# Transformation of Equations

## Linear Transformations

• Linear transformations involve adding, subtracting, multiplying or dividing both sides of an equation by the same amount.
• A simple example would be transforming the equation x = 2 to x - 1 = 2 - 1, thus giving x - 1 = 1.

• Quadratic transformations often involve rearranging equations into the form y = ax² + bx + c.
• For example, y = x² + 2x + 1 could be transformed to y = (x + 1)² for easier manipulation and graphing.

## Completing the Square

• Completing the square is a strategy used to transform a quadratic equation from standard form to vertex form.
• Vertex form is given by y = a(x - h)² + k, where (h, k) represents the vertex of the parabola.

## Cubic Transformations

• Cubic transformations involve changing the expression y = ax³ + bx² + cx + d.
• For example, a negative value of ‘a’ results in a vertically reflected transformation, while a value of ‘a’ greater than 1 or less than -1 gives a vertically stretched or contracted transformation.

## Rational Function Transformations

• Rational function transformations involve fractional expressions, where the numerator and/or denominator are polynomials.
• They often result in asymptotes, or lines that the graph of the function approaches but never touches.

## Exponential and Logarithmic Transformations

• Exponential transformations adjust the function y = a^x, while logarithmic transformations change the function y = log_b(x).
• For these transformations, remember the horizontal and vertical translations, flips, and stretching rules.

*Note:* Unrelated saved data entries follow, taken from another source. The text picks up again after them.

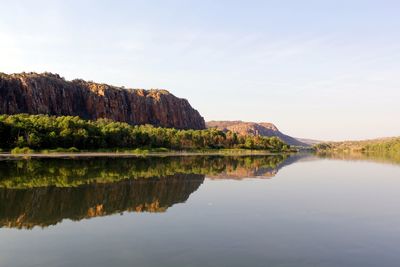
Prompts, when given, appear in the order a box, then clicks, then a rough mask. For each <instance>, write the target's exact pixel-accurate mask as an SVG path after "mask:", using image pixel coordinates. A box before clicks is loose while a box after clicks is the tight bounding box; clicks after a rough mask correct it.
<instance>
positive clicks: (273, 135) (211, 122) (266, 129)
mask: <svg viewBox="0 0 400 267" xmlns="http://www.w3.org/2000/svg"><path fill="white" fill-rule="evenodd" d="M207 128H217V129H219V130H222V131H226V130H229V131H232V132H235V133H237V134H239V135H260V136H269V137H271V136H276V137H279V138H280V139H281V140H282V141H283V142H285V143H286V144H288V145H291V146H304V147H306V146H309V145H308V144H306V143H303V142H301V141H299V140H297V139H296V138H293V137H291V136H288V135H286V134H283V133H282V132H280V131H279V129H278V128H277V127H276V126H275V125H274V124H272V123H269V122H262V123H255V122H244V121H210V122H207Z"/></svg>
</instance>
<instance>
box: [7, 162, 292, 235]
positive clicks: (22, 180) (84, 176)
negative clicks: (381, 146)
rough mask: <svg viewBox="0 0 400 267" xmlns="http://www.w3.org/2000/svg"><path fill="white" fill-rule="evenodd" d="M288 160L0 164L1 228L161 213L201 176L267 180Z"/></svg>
mask: <svg viewBox="0 0 400 267" xmlns="http://www.w3.org/2000/svg"><path fill="white" fill-rule="evenodd" d="M286 157H287V156H239V157H233V156H232V157H231V156H227V157H223V156H186V157H144V158H100V159H99V158H97V159H79V160H74V159H31V160H15V161H0V226H7V227H16V228H32V227H34V226H36V225H38V226H43V227H45V226H48V225H52V224H56V223H58V222H60V221H61V220H63V219H65V218H68V219H72V220H81V219H84V218H91V217H95V216H105V215H109V214H113V213H119V212H124V211H136V212H143V211H147V212H163V211H166V210H167V209H168V207H170V206H172V205H173V204H175V203H181V202H185V201H186V200H187V199H188V197H189V195H190V194H191V193H193V192H194V191H196V190H197V189H198V188H199V186H200V185H201V184H202V182H203V180H204V176H205V175H207V176H211V177H213V178H235V179H237V178H244V177H254V176H262V177H270V176H273V175H274V174H275V173H276V172H277V170H278V169H279V168H280V167H281V166H283V161H284V160H285V159H286Z"/></svg>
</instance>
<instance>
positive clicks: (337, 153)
mask: <svg viewBox="0 0 400 267" xmlns="http://www.w3.org/2000/svg"><path fill="white" fill-rule="evenodd" d="M316 154H317V156H318V157H321V158H330V159H340V160H362V161H373V162H380V163H390V164H400V154H399V153H394V152H355V151H347V152H343V151H342V152H334V151H332V152H331V151H326V152H325V151H322V152H320V151H319V152H317V153H316Z"/></svg>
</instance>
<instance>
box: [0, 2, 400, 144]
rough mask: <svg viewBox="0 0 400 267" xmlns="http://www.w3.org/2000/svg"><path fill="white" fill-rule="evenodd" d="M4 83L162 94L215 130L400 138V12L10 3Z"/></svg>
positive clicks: (263, 2) (6, 6)
mask: <svg viewBox="0 0 400 267" xmlns="http://www.w3.org/2000/svg"><path fill="white" fill-rule="evenodd" d="M0 6H1V16H0V72H5V73H16V72H23V71H25V72H31V71H34V72H44V71H49V72H53V73H58V74H60V75H61V76H63V77H65V78H66V79H68V80H70V79H75V78H82V79H85V80H92V81H96V82H102V83H108V84H112V85H117V86H125V87H127V88H162V89H167V90H169V91H170V92H171V93H173V94H174V95H176V96H178V97H182V98H186V99H188V100H189V102H190V103H191V105H192V106H193V107H194V108H196V109H197V110H198V111H199V112H200V114H201V115H202V116H204V118H205V119H206V120H244V121H255V122H273V123H274V124H276V125H277V127H278V128H279V129H280V130H281V131H282V132H284V133H286V134H289V135H292V136H295V137H303V138H311V139H318V140H349V139H366V138H375V137H384V136H400V120H399V117H400V15H399V14H400V1H398V0H396V1H386V0H375V1H370V0H332V1H331V0H325V1H320V0H315V1H311V0H302V1H298V0H293V1H289V0H276V1H268V0H264V1H252V0H246V1H245V0H242V1H235V0H226V1H225V0H201V1H199V0H196V1H194V0H193V1H191V0H171V1H169V0H160V1H157V0H153V1H151V0H147V1H134V0H132V1H116V0H114V1H101V0H97V1H85V0H80V1H57V0H52V1H18V0H13V1H10V0H0Z"/></svg>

## Trigonometric Transformations

• Transformations of trigonometric functions include y = a sin(bx + c) + d and y = a cos(bx + c) + d where a, b, c and d each have different effects on the graph.
• Remember that amplitude is affected by ‘a’, period changes by ‘b’, horizontal shift by ‘c’, and vertical shift by ‘d’.

## Inverse Transformations

• Inverse transformations involve swapping the x and y values in the equation, which results in the reflection of the graph in the line y=x.
• The ‘inverse’ of a function can only exist if the function is one-to-one, i.e., each x-value corresponds to exactly one y-value.

## Transformations Involving Complex Numbers

• When involving complex numbers, transformations become more complex. The transformation z -> w where w = f(z) can create all sorts of interesting results, especially when visualised on the complex plane.
• Examples of complex transformations include translation, rotation, dilation and reflection. These involve different combinations of addition, multiplication, taking reciprocals and conjugates.

## Use of Graphing Tools

• Graphical tools or software can be a powerful way to explore and visualise the effects of mathematical transformations. Particularly for more complex transformations, graphing tool can help to quickly understand the impact and end result.